In an interview worth millions in campaign ads, Pfizer CEO Albert Bourla said on Thursday that Prime Minister Binyamin Netanyahu‏‏ convinced him to select Israel for the company’s first major real-life trial.

Bourla told Channel 12 that Netanyahu was determined, that he “called me 30 times” on the vaccines.

“We knew that it is very appropriate for humanity to be able to select one country that we can demonstrate what the vaccination can do for the health index, for the health of the people, and to the economic index, because they would be able to reopen the economy. And of course, I was talking with several heads of state. I spoke to your prime minister. He convinced me that Israel is the place with the right conditions. But also I was impressed frankly with the obsession of your prime minister. He called me 30 times.”

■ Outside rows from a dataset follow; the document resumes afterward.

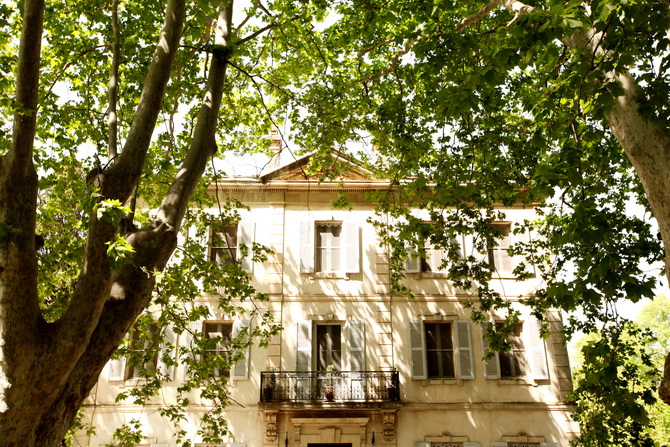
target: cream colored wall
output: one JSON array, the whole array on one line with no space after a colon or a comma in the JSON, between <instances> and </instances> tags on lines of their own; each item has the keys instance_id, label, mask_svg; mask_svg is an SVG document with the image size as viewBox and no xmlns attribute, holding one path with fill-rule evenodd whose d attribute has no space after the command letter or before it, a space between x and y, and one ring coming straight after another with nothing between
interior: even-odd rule
<instances>
[{"instance_id":1,"label":"cream colored wall","mask_svg":"<svg viewBox=\"0 0 670 447\"><path fill-rule=\"evenodd\" d=\"M471 326L474 380L413 380L409 364L409 321L421 318L466 320L469 310L463 307L462 301L469 299L468 294L454 290L439 275L432 278L408 275L405 284L417 293L417 299L409 301L405 297L390 296L384 247L374 227L366 222L372 215L372 207L362 201L362 193L355 193L350 197L354 199L352 211L334 210L331 202L335 194L320 193L316 189L312 192L254 192L252 189L229 192L250 207L249 211L241 211L240 214L243 221L256 222L255 241L274 250L266 263L254 266L252 283L259 292L269 294L270 301L261 303L261 306L272 310L276 321L284 327L282 334L275 337L267 349L252 347L250 350L249 380L231 383L231 397L236 403L226 409L234 433L230 442L245 442L249 447L269 445L264 438L264 416L258 409L260 371L272 366L295 370L296 324L299 321L362 320L366 323L366 368L390 370L396 367L400 373L403 402L396 416L393 441L386 442L382 437L380 413L369 412L370 421L364 427L368 443L373 430L377 433L378 446L413 446L414 442L436 442L439 437L446 441L453 436L453 440L467 438L465 440L481 442L481 446L485 447L493 441L504 440L505 436L517 436L523 432L539 434L547 441L567 446L576 428L568 419L567 407L562 405L570 389L570 378L567 352L557 335L561 328L560 318L550 319L554 335L546 342L551 372L549 381L536 384L522 380L484 379L483 363L479 361L483 355L481 336L479 328L474 325ZM534 216L533 210L510 208L504 211L510 221ZM300 222L331 219L359 224L361 273L342 278L320 278L319 275L300 273ZM494 288L516 300L538 284L537 278L520 283L501 279L494 281ZM214 297L201 297L198 302L209 305L216 318L226 317L217 314ZM179 343L183 341L182 338ZM344 364L348 364L348 358L345 358ZM178 369L175 382L167 384L153 403L174 400L175 387L184 377L182 368ZM94 394L88 400L87 418L100 427L91 439L91 445L109 442L111 428L108 427L115 427L138 415L149 429L150 436L154 436L157 442L168 442L172 429L156 415L157 406L142 410L114 403L118 391L132 384L110 383L106 374L104 370ZM209 407L208 402L200 399L197 393L191 398L194 405L190 408L188 421L182 425L193 433L197 441L194 434L197 421ZM281 433L289 429L293 427L284 417L279 424L278 446L283 445L284 435ZM292 440L293 432L290 433L289 439ZM303 440L306 439L311 438ZM172 447L174 444L169 445Z\"/></svg>"}]
</instances>

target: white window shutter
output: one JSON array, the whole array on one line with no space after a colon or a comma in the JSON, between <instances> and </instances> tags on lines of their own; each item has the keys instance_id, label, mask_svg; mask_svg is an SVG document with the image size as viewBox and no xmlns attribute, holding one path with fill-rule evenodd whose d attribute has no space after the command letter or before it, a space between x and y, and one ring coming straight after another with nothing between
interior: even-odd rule
<instances>
[{"instance_id":1,"label":"white window shutter","mask_svg":"<svg viewBox=\"0 0 670 447\"><path fill-rule=\"evenodd\" d=\"M314 222L300 222L300 273L314 273Z\"/></svg>"},{"instance_id":2,"label":"white window shutter","mask_svg":"<svg viewBox=\"0 0 670 447\"><path fill-rule=\"evenodd\" d=\"M296 371L310 371L312 369L312 322L300 321L297 329L295 369Z\"/></svg>"},{"instance_id":3,"label":"white window shutter","mask_svg":"<svg viewBox=\"0 0 670 447\"><path fill-rule=\"evenodd\" d=\"M119 381L126 378L126 358L119 357L109 361L109 380Z\"/></svg>"},{"instance_id":4,"label":"white window shutter","mask_svg":"<svg viewBox=\"0 0 670 447\"><path fill-rule=\"evenodd\" d=\"M542 323L535 317L530 317L526 321L526 342L528 343L526 355L531 364L533 379L548 380L547 351L544 346L544 339L540 337L541 325Z\"/></svg>"},{"instance_id":5,"label":"white window shutter","mask_svg":"<svg viewBox=\"0 0 670 447\"><path fill-rule=\"evenodd\" d=\"M158 371L167 376L170 380L174 379L174 365L166 365L163 361L164 356L175 357L175 346L177 344L177 334L174 332L174 326L168 324L165 327L163 341L158 350ZM178 363L178 362L177 362Z\"/></svg>"},{"instance_id":6,"label":"white window shutter","mask_svg":"<svg viewBox=\"0 0 670 447\"><path fill-rule=\"evenodd\" d=\"M440 266L442 265L442 260L444 259L444 250L441 248L429 248L426 250L426 262L430 267L431 272L441 272L443 271Z\"/></svg>"},{"instance_id":7,"label":"white window shutter","mask_svg":"<svg viewBox=\"0 0 670 447\"><path fill-rule=\"evenodd\" d=\"M185 350L188 350L189 352L193 349L193 334L199 334L202 332L202 320L199 321L189 321L188 326L186 328L186 331L184 331L184 348ZM184 355L184 352L180 350L179 352L179 358ZM189 354L190 355L190 354ZM180 363L181 360L180 360ZM188 366L184 364L182 369L182 380L186 380L186 375L188 371Z\"/></svg>"},{"instance_id":8,"label":"white window shutter","mask_svg":"<svg viewBox=\"0 0 670 447\"><path fill-rule=\"evenodd\" d=\"M456 321L456 346L458 347L458 374L461 379L474 379L472 337L468 320Z\"/></svg>"},{"instance_id":9,"label":"white window shutter","mask_svg":"<svg viewBox=\"0 0 670 447\"><path fill-rule=\"evenodd\" d=\"M414 247L407 251L407 259L405 260L405 272L419 273L421 271L421 259L419 258Z\"/></svg>"},{"instance_id":10,"label":"white window shutter","mask_svg":"<svg viewBox=\"0 0 670 447\"><path fill-rule=\"evenodd\" d=\"M342 264L345 273L361 272L361 239L358 225L354 222L343 222L344 250Z\"/></svg>"},{"instance_id":11,"label":"white window shutter","mask_svg":"<svg viewBox=\"0 0 670 447\"><path fill-rule=\"evenodd\" d=\"M348 322L349 369L365 371L365 323L360 320Z\"/></svg>"},{"instance_id":12,"label":"white window shutter","mask_svg":"<svg viewBox=\"0 0 670 447\"><path fill-rule=\"evenodd\" d=\"M492 325L492 323L483 324L482 329L482 353L486 355L486 350L489 348L489 341L486 339L486 329L487 326ZM491 360L484 361L484 377L487 379L499 379L500 378L500 362L498 361L498 353L493 353L493 358ZM505 444L507 445L507 444Z\"/></svg>"},{"instance_id":13,"label":"white window shutter","mask_svg":"<svg viewBox=\"0 0 670 447\"><path fill-rule=\"evenodd\" d=\"M409 322L410 359L412 359L412 379L425 379L426 376L426 349L423 335L423 321Z\"/></svg>"},{"instance_id":14,"label":"white window shutter","mask_svg":"<svg viewBox=\"0 0 670 447\"><path fill-rule=\"evenodd\" d=\"M249 320L235 320L233 322L233 338L237 337L243 328L249 328L251 322ZM245 337L248 340L248 335ZM231 370L231 378L233 380L247 380L249 379L249 346L244 349L244 357L235 363Z\"/></svg>"},{"instance_id":15,"label":"white window shutter","mask_svg":"<svg viewBox=\"0 0 670 447\"><path fill-rule=\"evenodd\" d=\"M256 222L240 222L237 224L237 253L236 259L242 263L242 268L247 273L253 273L253 244L256 240ZM247 255L242 257L241 247L246 246Z\"/></svg>"}]
</instances>

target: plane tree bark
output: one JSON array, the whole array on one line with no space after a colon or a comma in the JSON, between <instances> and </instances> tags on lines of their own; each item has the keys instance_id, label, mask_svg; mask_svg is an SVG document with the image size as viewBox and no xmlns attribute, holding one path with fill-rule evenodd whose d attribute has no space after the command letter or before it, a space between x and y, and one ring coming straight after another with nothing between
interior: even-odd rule
<instances>
[{"instance_id":1,"label":"plane tree bark","mask_svg":"<svg viewBox=\"0 0 670 447\"><path fill-rule=\"evenodd\" d=\"M0 446L60 445L84 398L151 300L155 276L177 243L191 195L216 151L214 133L228 65L232 1L219 9L216 48L196 132L155 219L143 228L90 216L85 257L65 313L41 314L37 294L37 173L33 147L43 0L27 0L9 151L0 158ZM126 202L142 174L182 34L186 6L170 0L125 145L113 163L88 176L101 200ZM110 150L114 151L113 144ZM125 230L125 231L124 231ZM132 263L114 269L108 243L122 232Z\"/></svg>"}]
</instances>

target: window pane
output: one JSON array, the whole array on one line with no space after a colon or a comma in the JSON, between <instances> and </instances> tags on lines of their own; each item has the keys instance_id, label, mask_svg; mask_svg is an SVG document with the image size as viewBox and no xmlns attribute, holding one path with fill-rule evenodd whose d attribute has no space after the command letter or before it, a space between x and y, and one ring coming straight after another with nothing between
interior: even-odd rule
<instances>
[{"instance_id":1,"label":"window pane","mask_svg":"<svg viewBox=\"0 0 670 447\"><path fill-rule=\"evenodd\" d=\"M342 224L320 223L316 225L316 270L338 272L341 270Z\"/></svg>"},{"instance_id":2,"label":"window pane","mask_svg":"<svg viewBox=\"0 0 670 447\"><path fill-rule=\"evenodd\" d=\"M237 256L237 225L216 225L212 228L210 260L218 264L232 264Z\"/></svg>"},{"instance_id":3,"label":"window pane","mask_svg":"<svg viewBox=\"0 0 670 447\"><path fill-rule=\"evenodd\" d=\"M451 324L424 323L424 329L428 377L456 377Z\"/></svg>"}]
</instances>

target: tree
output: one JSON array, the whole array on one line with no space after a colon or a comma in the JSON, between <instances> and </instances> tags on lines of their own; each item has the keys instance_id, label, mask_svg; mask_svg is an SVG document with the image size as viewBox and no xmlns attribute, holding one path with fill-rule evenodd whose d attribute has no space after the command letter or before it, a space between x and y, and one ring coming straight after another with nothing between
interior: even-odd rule
<instances>
[{"instance_id":1,"label":"tree","mask_svg":"<svg viewBox=\"0 0 670 447\"><path fill-rule=\"evenodd\" d=\"M314 11L255 2L233 28L232 0L20 4L0 6L0 445L56 446L152 299L161 329L170 311L176 330L202 312L177 315L168 298L193 293L193 278L161 272L216 178L200 183L217 147L263 147ZM203 287L224 286L222 305L255 297L239 266L222 283L191 262Z\"/></svg>"},{"instance_id":2,"label":"tree","mask_svg":"<svg viewBox=\"0 0 670 447\"><path fill-rule=\"evenodd\" d=\"M655 338L647 350L657 371L663 371L665 353L670 351L669 318L670 299L665 295L658 295L645 305L637 318L639 326L651 331ZM649 417L652 421L650 434L654 441L658 445L670 443L670 407L657 402L649 410Z\"/></svg>"},{"instance_id":3,"label":"tree","mask_svg":"<svg viewBox=\"0 0 670 447\"><path fill-rule=\"evenodd\" d=\"M520 203L546 205L519 229L541 237L511 248L529 261L519 277L546 282L525 302L538 315L580 308L568 331L614 322L617 300L651 297L657 276L641 265L663 259L668 278L668 2L352 0L335 10L340 20L319 37L331 69L304 95L309 113L293 119L305 140L319 121L325 146L366 137L375 146L395 185L374 199L393 222L380 219L380 231L396 292L409 293L409 247L429 239L449 254L452 281L478 298L476 319L509 308L477 253L500 237L496 207ZM339 111L325 107L335 100ZM465 259L459 235L475 241Z\"/></svg>"},{"instance_id":4,"label":"tree","mask_svg":"<svg viewBox=\"0 0 670 447\"><path fill-rule=\"evenodd\" d=\"M500 237L496 205L544 202L544 219L520 229L543 237L512 248L529 261L519 276L545 279L526 300L538 316L579 307L572 327L589 328L612 321L612 302L651 296L640 262L661 259L661 243L625 211L653 212L667 265L668 2L477 6L253 1L235 28L232 2L25 0L22 17L2 6L0 445L60 442L149 304L189 202L205 200L217 146L262 146L286 103L304 148L372 138L393 186L372 199L394 218L380 231L397 292L409 247L430 238L479 298L475 318L505 308L495 272L458 258L453 236L485 251Z\"/></svg>"}]
</instances>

However, Bourla, undoubtedly aware of the upcoming elections in Israel, promised that he is committed to “supply vaccines whoever is the prime minister.”

Meanwhile, health officials sounded unusually upbeat, telling Channel 13 the situation is “the most hopeful it’s been since the beginning of the pandemic.”

If the positive trajectory continues, Israelis will be able to celebrate Pesach without restrictions.

Rormer coronavirus commissioner Prof. Ronni Gamzu told Channel 13 that “the coronavirus as a pandemic is behind us,” echoing similar remarks made by Netanyahu earlier this week.

There might yet be sporadic upturns in coronavirus, but the situation should be under control, he said.

Contrary to Health Minister director-general Chevy Levy on Thursday, who advised an extension of the travel restrictions at Ben Gurion, Gamzu said he believe it is now safe to reopen the airport.